La casa estaba tomada por las niñas: dos grandes y una bebé. La madre estaba exhausta, decía que no paraba de limpiar y recoger juguetes todo el día. Mis hijos entraron en acción inmediatamente: correr, jugar, comer chucherías en cualquier rincón. Las niñas prendieron la radio y la televisión al mismo tiempo, pusieron a cantar todos los juguetes con música, sacaron los disfraces, los trenes, los colores. El piso se volvió un mar de migas que la bebé recogía y comía libremente. Yo trataba de detener al menos a mis hijos, pero la madre decía "déjalos, déjalos, son los que menos desorden hacen". En algún momento la madre y yo pudimos sentarnos a tomar un té, hablamos un poco. De pronto la madre hizo silencio, me encontré a mí misma hablando sola en una lengua que no es la mía - que si he de hablar sola, que sea en mi lengua -. Me sentí ridícula. Me callé. Los ojos de la madre se fueron poniendo vidriosos. Va a llorar, pensé y me dio vergüenza mirarla. Luego me di cuenta de que en realidad se iba quedando dormida a pesar del escándalo que hacían los niños y de la bebé que gateaba a su libre albedrío en un piso muy sucio.
La dejé que se durmiera y me encargué de la bebé, de evitar que se comiera los chicles que habían pegado sus hermanas debajo de la mesa o las migas que habían quedado frente al televisor. También traté de poner un poco de orden: barrí, llevé los platos y vasos al lavaplatos, pedí a los niños que recogieran los disfraces.
Cuando la madre se despertó, el desorden era menos avasallante.
A la hora de irnos, comenzaron los problemas: que no, que por qué tan pronto, que no hemos jugado casi nada. Entre llantos y berridos de niños propios y ajenos, salí huyendo de aquella casa.
La calina se había quebrado. Un airecito fresco nos acompaño de regreso.
Pero en casa, otra tormenta: olvidé la maquina de mariposas en aquella casa tomada por niñas. Mi hija lloraba desconsoladamente y cada una de sus lagrimas me dolía notablemente. ¿Por qué no guardé la máquina de mariposas en mi bolso cuando me di cuenta de que la había sacado del carro sin querer? ¿Será posible encontrarla en esa casa llena de muñecas, trenes y migas? ¿ese agujero negro de niñas? ¿ese triángulo de las bermudas de juguetes? ¿esa anarquía de plastilina y colores?

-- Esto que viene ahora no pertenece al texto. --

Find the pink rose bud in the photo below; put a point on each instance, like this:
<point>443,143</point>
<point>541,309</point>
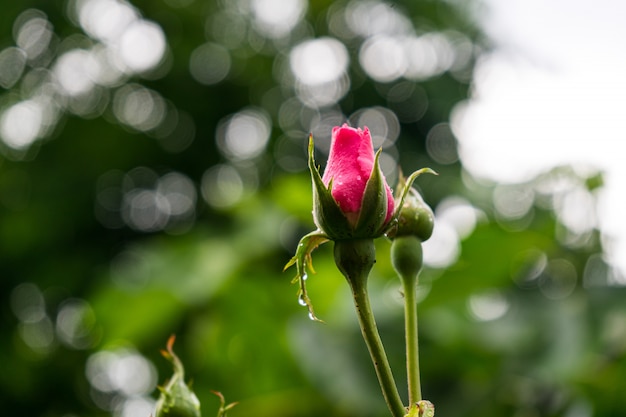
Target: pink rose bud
<point>350,165</point>
<point>352,199</point>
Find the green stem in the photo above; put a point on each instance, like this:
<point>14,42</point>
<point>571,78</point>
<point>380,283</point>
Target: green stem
<point>411,334</point>
<point>355,259</point>
<point>375,347</point>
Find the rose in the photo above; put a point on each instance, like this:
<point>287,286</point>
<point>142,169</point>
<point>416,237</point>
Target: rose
<point>352,199</point>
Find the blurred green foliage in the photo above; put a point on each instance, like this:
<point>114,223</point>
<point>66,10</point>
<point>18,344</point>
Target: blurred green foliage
<point>522,318</point>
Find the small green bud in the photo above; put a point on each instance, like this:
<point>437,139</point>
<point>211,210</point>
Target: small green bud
<point>415,218</point>
<point>406,256</point>
<point>177,399</point>
<point>423,408</point>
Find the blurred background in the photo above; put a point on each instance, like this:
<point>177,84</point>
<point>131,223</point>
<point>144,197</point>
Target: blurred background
<point>153,181</point>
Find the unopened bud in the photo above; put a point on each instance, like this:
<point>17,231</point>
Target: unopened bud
<point>177,399</point>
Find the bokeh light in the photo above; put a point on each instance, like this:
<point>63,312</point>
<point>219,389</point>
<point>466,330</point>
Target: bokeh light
<point>12,63</point>
<point>209,63</point>
<point>277,18</point>
<point>244,135</point>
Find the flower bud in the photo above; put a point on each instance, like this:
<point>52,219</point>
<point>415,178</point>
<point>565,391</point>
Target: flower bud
<point>176,399</point>
<point>407,256</point>
<point>415,218</point>
<point>352,200</point>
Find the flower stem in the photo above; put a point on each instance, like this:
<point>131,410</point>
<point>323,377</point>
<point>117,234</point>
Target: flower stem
<point>355,259</point>
<point>375,347</point>
<point>411,335</point>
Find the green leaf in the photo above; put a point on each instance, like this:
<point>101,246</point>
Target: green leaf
<point>304,264</point>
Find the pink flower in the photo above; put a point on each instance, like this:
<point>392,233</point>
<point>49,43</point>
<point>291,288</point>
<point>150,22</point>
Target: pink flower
<point>350,166</point>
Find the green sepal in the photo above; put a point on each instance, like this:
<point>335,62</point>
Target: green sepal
<point>403,190</point>
<point>374,204</point>
<point>326,212</point>
<point>176,399</point>
<point>423,408</point>
<point>221,412</point>
<point>304,264</point>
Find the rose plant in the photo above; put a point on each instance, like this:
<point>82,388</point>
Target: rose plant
<point>353,205</point>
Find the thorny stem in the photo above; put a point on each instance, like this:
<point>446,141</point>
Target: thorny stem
<point>411,335</point>
<point>355,260</point>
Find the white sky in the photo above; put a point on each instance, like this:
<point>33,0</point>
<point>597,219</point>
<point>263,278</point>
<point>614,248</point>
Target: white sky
<point>554,92</point>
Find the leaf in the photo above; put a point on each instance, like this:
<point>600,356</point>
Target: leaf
<point>304,262</point>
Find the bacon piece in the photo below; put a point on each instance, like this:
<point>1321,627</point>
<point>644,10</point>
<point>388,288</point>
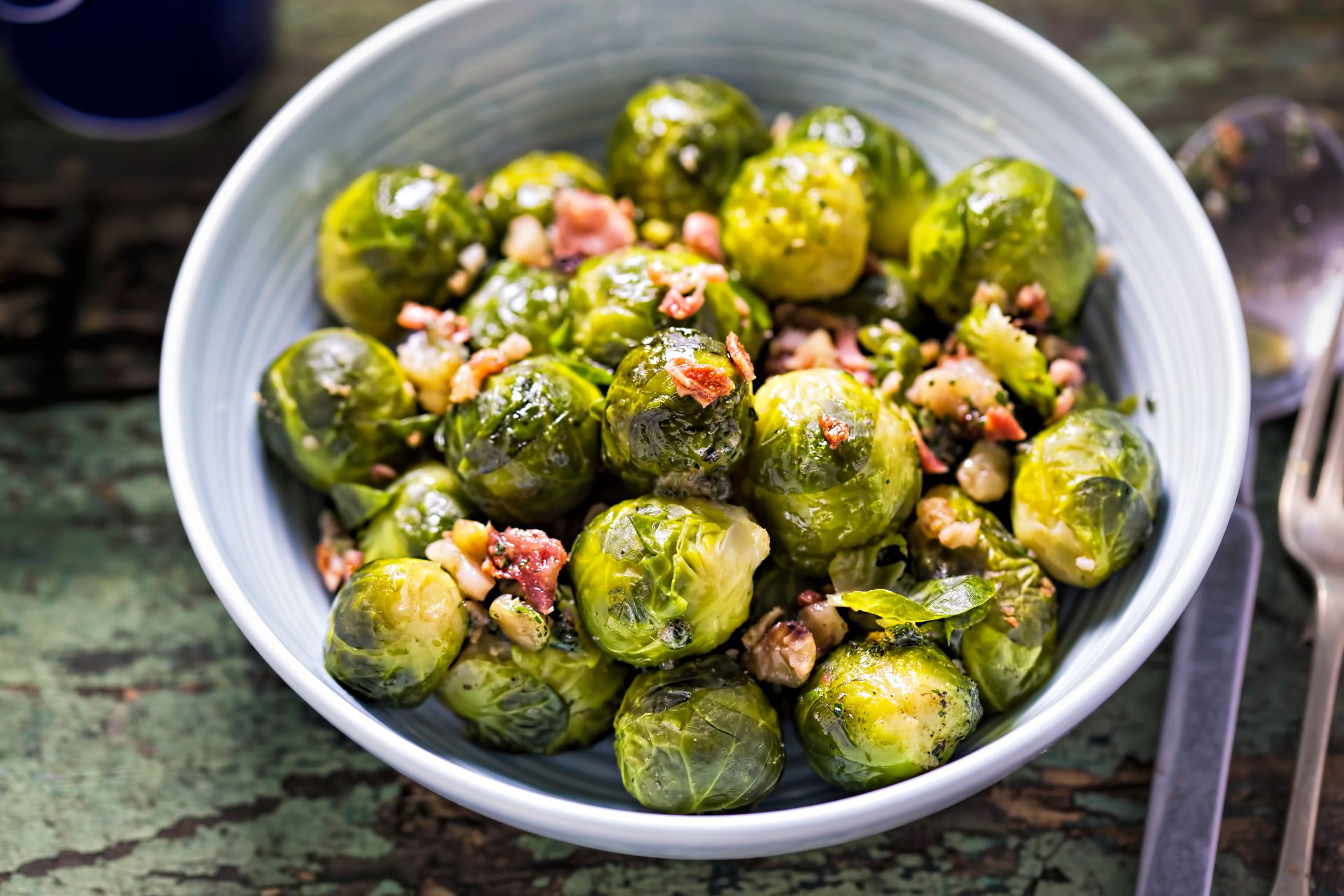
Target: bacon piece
<point>834,430</point>
<point>702,382</point>
<point>686,288</point>
<point>448,324</point>
<point>701,234</point>
<point>1000,425</point>
<point>533,559</point>
<point>738,352</point>
<point>589,225</point>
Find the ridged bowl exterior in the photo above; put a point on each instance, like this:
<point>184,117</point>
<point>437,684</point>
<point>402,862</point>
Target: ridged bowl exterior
<point>467,85</point>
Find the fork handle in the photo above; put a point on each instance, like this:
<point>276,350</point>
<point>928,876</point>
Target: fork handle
<point>1294,860</point>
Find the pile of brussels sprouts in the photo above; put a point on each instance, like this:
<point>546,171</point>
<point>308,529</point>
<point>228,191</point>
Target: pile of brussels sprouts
<point>764,421</point>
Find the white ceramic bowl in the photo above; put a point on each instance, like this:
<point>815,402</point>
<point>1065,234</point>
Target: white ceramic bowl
<point>468,85</point>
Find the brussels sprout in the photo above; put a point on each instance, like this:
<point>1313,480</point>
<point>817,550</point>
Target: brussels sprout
<point>398,235</point>
<point>1011,653</point>
<point>561,696</point>
<point>526,448</point>
<point>417,508</point>
<point>875,713</point>
<point>796,222</point>
<point>331,405</point>
<point>1085,496</point>
<point>615,305</point>
<point>1004,222</point>
<point>1011,354</point>
<point>666,578</point>
<point>527,186</point>
<point>901,181</point>
<point>698,738</point>
<point>518,298</point>
<point>678,144</point>
<point>889,293</point>
<point>815,498</point>
<point>396,628</point>
<point>657,435</point>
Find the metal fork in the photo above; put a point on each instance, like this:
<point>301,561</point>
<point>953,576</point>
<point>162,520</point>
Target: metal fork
<point>1312,527</point>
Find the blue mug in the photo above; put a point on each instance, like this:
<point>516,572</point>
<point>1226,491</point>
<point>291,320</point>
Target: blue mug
<point>134,69</point>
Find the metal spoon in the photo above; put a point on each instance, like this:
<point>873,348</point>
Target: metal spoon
<point>1270,175</point>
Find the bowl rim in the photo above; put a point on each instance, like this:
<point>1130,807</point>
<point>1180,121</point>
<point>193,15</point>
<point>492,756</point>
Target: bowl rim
<point>736,836</point>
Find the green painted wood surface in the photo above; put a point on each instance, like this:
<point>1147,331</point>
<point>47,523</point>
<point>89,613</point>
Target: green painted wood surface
<point>146,748</point>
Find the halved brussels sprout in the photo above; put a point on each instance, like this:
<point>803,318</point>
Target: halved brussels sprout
<point>562,696</point>
<point>666,578</point>
<point>901,181</point>
<point>1011,653</point>
<point>398,235</point>
<point>518,298</point>
<point>659,435</point>
<point>334,405</point>
<point>1004,222</point>
<point>796,222</point>
<point>524,449</point>
<point>417,508</point>
<point>875,713</point>
<point>527,186</point>
<point>698,738</point>
<point>615,305</point>
<point>396,628</point>
<point>678,144</point>
<point>1085,496</point>
<point>1011,354</point>
<point>818,493</point>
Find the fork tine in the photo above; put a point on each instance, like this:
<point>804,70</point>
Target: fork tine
<point>1310,421</point>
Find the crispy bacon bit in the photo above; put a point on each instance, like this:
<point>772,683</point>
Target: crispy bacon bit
<point>533,559</point>
<point>738,352</point>
<point>701,234</point>
<point>448,324</point>
<point>686,288</point>
<point>929,461</point>
<point>1002,426</point>
<point>832,430</point>
<point>1032,302</point>
<point>1066,372</point>
<point>335,555</point>
<point>589,225</point>
<point>467,381</point>
<point>783,652</point>
<point>526,242</point>
<point>702,382</point>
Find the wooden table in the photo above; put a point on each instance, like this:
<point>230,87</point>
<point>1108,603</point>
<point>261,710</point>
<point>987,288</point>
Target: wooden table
<point>146,748</point>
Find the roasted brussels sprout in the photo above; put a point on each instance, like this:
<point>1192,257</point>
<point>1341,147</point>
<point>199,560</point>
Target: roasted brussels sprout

Lloraba mi hija para afuera y yo lloraba para adentro.
Al rato, cuando pudo escuchar todos mis consuelos y se calmó un poco, me dijo: "esta bien, te voy a hacer otra sorpresa"
Al otro día en la mañana, apenas se despertó, se dispuso a dibujar no sin antes decirme: "ya no estoy triste, pero todavía pienso en la máquina de mariposas". Yo también, hija – le contesté – Haremos una expedición para recuperarla, pero en caso de que no la encontremos tienes que saber que yo nunca la voy a olvidar, que va a estar en mi corazón siempre.